Several relatives of convicted Boston Marathon bomber Dzhokhar Tsarnaev, who has family in southern Russia, arrived in Boston Thursday, according to a person familiar with the case.

They are arriving as Tsarnaev’s lawyers prepare to put on their case starting Monday in the sentencing phase of the bombing trial.

It was unclear which members of Tsarnaev’s family are now in town, and whether any of them will be called to testify. In addition to having family in southern Russia, Tsarnaev has two sisters in New Jersey, and an uncle in Maryland. Tsarnaev’s parents — Anzor and Zubeidat — reportedly live in Dagestan. A spokesman for the state police would not comment on whether any Tsarnaev family members arrived in Boston, but did say the mother did not come. If she had returned to the country, she could be arrested for failing to appear in court on a shoplifting charge from 2012.

Prosecutors rested their case on Thursday after calling 17 witnesses over three days, including several bombing survivors who have rarely told their story publicly. The prosecution used the sentencing phase to focus on the lives of his victims, their family’s loss, and the altered lives of those who survived.


Prosecutors have presented “aggravating factors” that they say warrant the death penalty. They say the brothers were inspired by Al Qaeda, and were equal partners in the attacks. They also say the attacks were preplanned, that Dzhokhar Tsarnaev knew that people could die, including children.

Tsarnaev’s defense attorneys will begin making their case next week, presenting what are known as “mitigating factors,” that they hope will convince jurors to spare his life.

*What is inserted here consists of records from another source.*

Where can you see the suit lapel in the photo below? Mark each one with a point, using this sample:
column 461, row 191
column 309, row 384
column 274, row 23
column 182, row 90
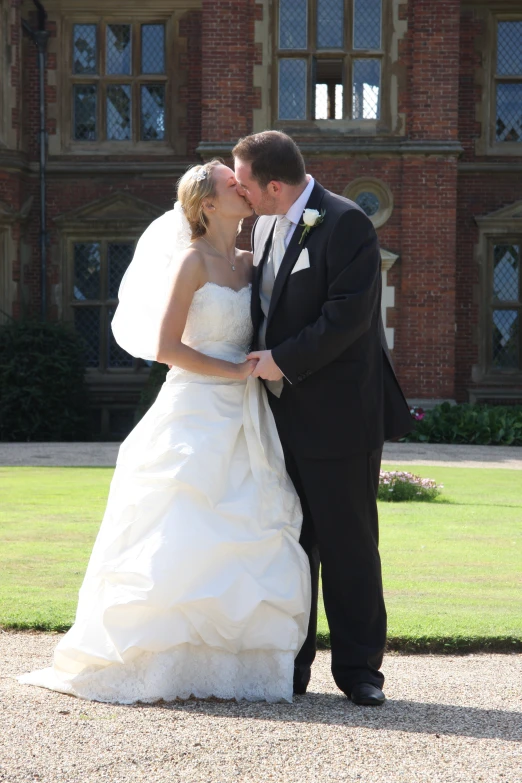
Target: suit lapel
column 293, row 250
column 261, row 250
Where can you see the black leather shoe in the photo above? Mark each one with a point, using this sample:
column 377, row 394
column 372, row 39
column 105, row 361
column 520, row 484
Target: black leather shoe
column 367, row 695
column 301, row 680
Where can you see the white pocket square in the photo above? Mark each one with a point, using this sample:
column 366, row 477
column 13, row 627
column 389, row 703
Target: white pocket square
column 303, row 262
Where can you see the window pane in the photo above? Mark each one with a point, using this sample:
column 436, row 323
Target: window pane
column 330, row 24
column 509, row 48
column 328, row 89
column 367, row 24
column 119, row 48
column 119, row 257
column 293, row 24
column 87, row 323
column 153, row 48
column 509, row 112
column 152, row 112
column 117, row 356
column 506, row 273
column 84, row 111
column 505, row 339
column 366, row 89
column 118, row 112
column 87, row 263
column 84, row 48
column 292, row 89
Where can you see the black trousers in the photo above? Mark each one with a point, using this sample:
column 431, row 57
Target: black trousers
column 340, row 534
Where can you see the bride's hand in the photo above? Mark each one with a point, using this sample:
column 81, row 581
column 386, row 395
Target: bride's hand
column 245, row 369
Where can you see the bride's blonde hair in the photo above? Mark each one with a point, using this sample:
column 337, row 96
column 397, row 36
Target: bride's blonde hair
column 194, row 187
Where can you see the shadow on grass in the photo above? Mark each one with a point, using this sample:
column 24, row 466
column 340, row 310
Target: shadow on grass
column 394, row 715
column 422, row 645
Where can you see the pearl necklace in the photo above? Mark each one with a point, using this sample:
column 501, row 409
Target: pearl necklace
column 232, row 263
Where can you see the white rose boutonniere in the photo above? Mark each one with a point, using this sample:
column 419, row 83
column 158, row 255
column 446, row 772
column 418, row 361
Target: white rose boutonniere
column 311, row 219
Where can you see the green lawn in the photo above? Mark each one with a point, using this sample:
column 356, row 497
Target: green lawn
column 452, row 568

Already the lawyers have argued that Tsarnaev’s accomplice and older brother, Tamerlan, was the mastermind of the attacks, that he coerced an impressionable younger brother into helping him carry out the bombing. They pointed out that Tamerlan acquired the bomb parts, and argued that he was the one who shot and killed Collier. And they said it was Tamerlan who then led police into a firefight in Watertown, where he was killed.